Vision de l’OMS sur la maladie bipolaire

Nouvelle mouture nosographique de la classique psychose maniaco-dépressive, la maladie bipolaire compromet davantage l’espérance de vie que toutes les formes de cancer ou de troubles neurologiques majeurs (comme la maladie d’Alzheimer), en raison de son apparition précoce, de sa chronicité, de son incidence péjorative sur le risque de suicide (« trente à soixante fois plus élevé que dans la population générale ») et sur la fréquence des comorbidités associées, notamment l’addiction alcoolique (présentée autrefois comme une dépression ou une manie « arrosée »).

Dans le cadre du programme World Mental Health Survey Initiative [1], l’Organisation Mondiale de la Santé brosse, à travers onze pays et plus de 60 000 patients adultes, un portrait de cette maladie dont la fréquence globale oscille autour de 1 à 2 %. A noter que cette dernière passe de 0,4 % pour les troubles bipolaires II au sens du DSM-IV où se succèdent un ou plusieurs épisodes hypomaniaques et dépressifs majeurs, à 2,4 % pour les troubles de type ‘‘bipolar spectrum disorder’’ [2].

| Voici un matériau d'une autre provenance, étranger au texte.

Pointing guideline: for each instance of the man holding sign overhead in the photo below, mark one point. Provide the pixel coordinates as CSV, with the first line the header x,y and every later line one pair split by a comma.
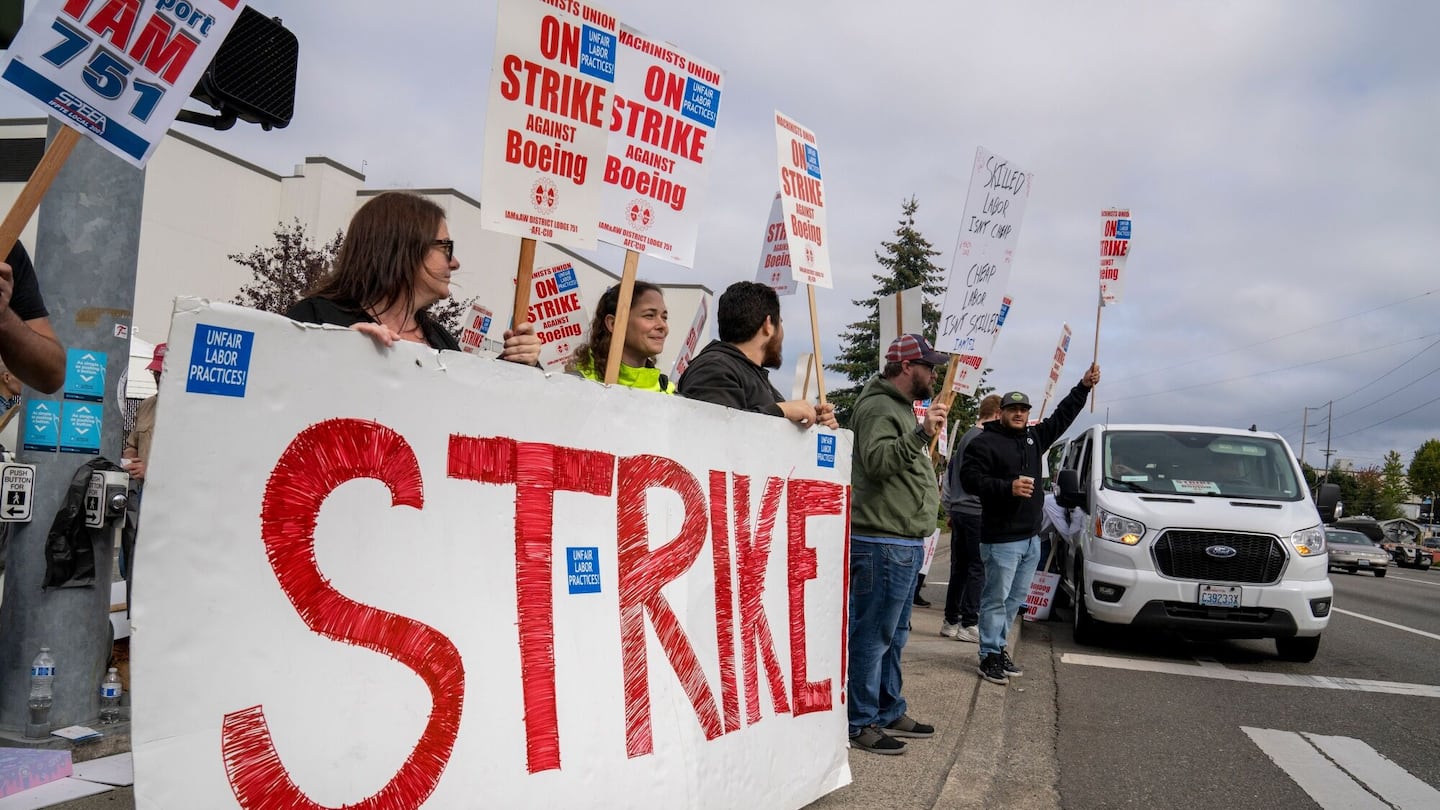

En dépit des disparités régionales dans la fréquence des troubles bipolaires et assimilés qui varient de 0,1 % au Nigéria à 3,3 % aux Etats-Unis (la dépression n’est pas forcément, comme on le croit souvent, le triste apanage des pays riches), cette étude montre que, dans l’ensemble, « la sévérité, l’impact et les types de comorbidités » se révèlent « remarquablement similaires » d’un pays à l’autre. Cette identité suggère que, même s’ils jouent sans doute un rôle dans le déterminisme ou les modalités de la maladie bipolaire, les facteurs culturels sont probablement moins concernés que d’éventuels facteurs génétiques, vu l’universalité de cette affection.

Autre constat : la sévérité des symptômes se révèle plus marquée pour les épisodes dépressifs que pour les épisodes maniaques : si environ trois quarts des sujets en phase dépressive (74 %) déclarent éprouver des difficultés graves (reporting severe impairment), cette perception ne concerne que la moitié (50,9 %) des personnes touchées par un épisode maniaque.

 

[1] http://www.hcp.med.harvard.edu/wmh/
[2] http://chpierrelegardeur.visard.ca/GEIDEFile/5539.PDF?Archive=191516891979&File=5539_PDF

Dr Alain Cohen

Référence
Merikangas KR et coll. : Prevalence and correlates of bipolar spectrum disorder in the World Mental Health Survey Initiative. Arch Gen Psychiatry 2011 ; 68 (3) : 241-251.